New York, March 3, 2008—The Committee to Protect Journalists is deeply concerned by the one-year jail sentence handed down in absentia to an Iranian-American journalist working for U.S.-backed Radio Farda by a Revolutionary Court on Saturday.
Tehran’s 13th Revolutionary Court convicted Parnaz Azima of disseminating propaganda against the Islamic Republic by working for Radio Farda, according to a statement issued by Radio Free Europe/Radio Liberty. Radio Farda, which broadcasts from Prague, Czech Republic, is jointly run by the U.S. government-funded Radio Free Europe/Radio Liberty (RFE/RL) and Voice of America.
Her lawyer, Mohammad-Hossein Aghasi, has 20 days to appeal the conviction, according to a statement from RFE/RL.
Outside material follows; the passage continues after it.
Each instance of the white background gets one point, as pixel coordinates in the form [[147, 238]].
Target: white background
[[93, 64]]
“This is yet another example of the Iranian authorities’ continued crackdown on its critics,” CPJ Executive Director Joel Simon said. “We call on the appeals court to overturn Parnaz Azima’s conviction.”
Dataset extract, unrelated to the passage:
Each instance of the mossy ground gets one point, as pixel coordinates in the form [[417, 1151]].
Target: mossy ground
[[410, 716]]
In late January 2007, authorities confiscated Azima’s passport upon her arrival at Tehran’s airport on a trip to see her ailing mother. By May, the Special Security Bureau of the Revolutionary Court’s public prosecutor’s office had charged her with several offences, including spreading propaganda, according to RFE/RL. Officials ordered Azima to post US$550,000 in bail, which the journalist paid by putting up her mother’s Tehran home as collateral.
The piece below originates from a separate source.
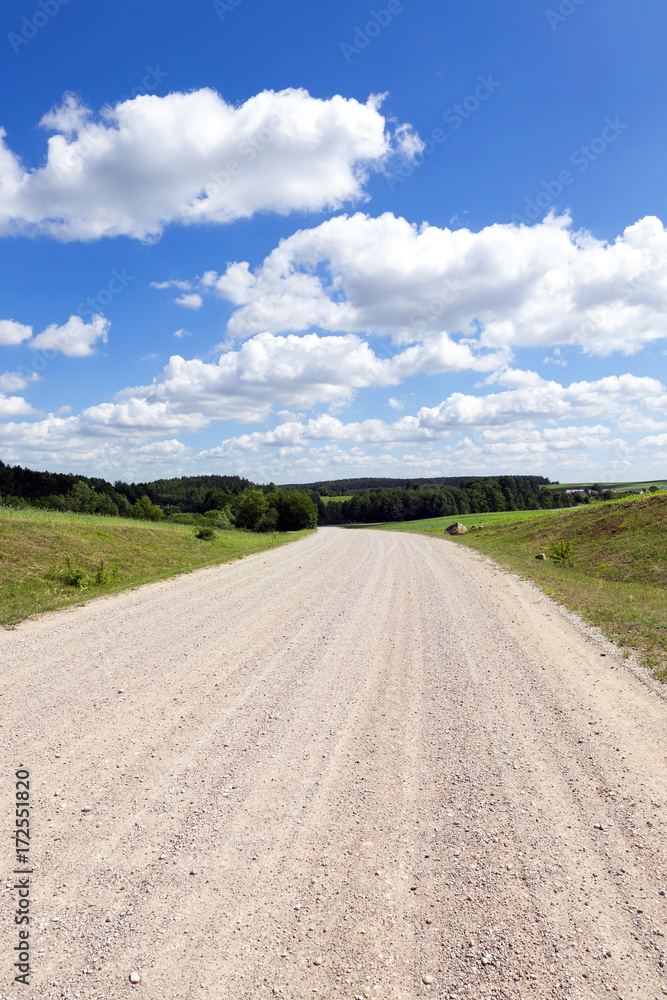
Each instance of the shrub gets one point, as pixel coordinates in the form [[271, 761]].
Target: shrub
[[296, 511], [268, 521], [562, 552], [146, 510], [249, 508], [206, 532], [73, 577]]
Authorities unexpectedly returned Azima’s passport in early September 2007, allowing her to leave Iran later that month, according to RFE/RL. Since then she has been in Prague and did not attend her trial. If she loses her appeal, she must choose between losing her elderly mother’s home and returning to serve her sentence. CPJ was unable to reach Azima for comment.
Azima has worked at Radio Farda since 1998, reporting on Iranian affairs and covering sensitive topics such as the 1998 killings of dissidents and intellectuals in which Iranian authorities were implicated. Azima’s passport was confiscated once before, during a 2006 trip to Iran during which she was interrogated and asked to “cooperate” with Iranian officials, according to her lawyer.
RFE/RL President Jeffrey Gedmin said in the statement that “there is a clear trend of targeting and harassing employees of Radio Farda, and I am concerned about where this is heading.”
Authorities have harassed several other employees or sources reporting for Radio Farda over the last year. One source was given a six-month jail sentence for speaking with the station.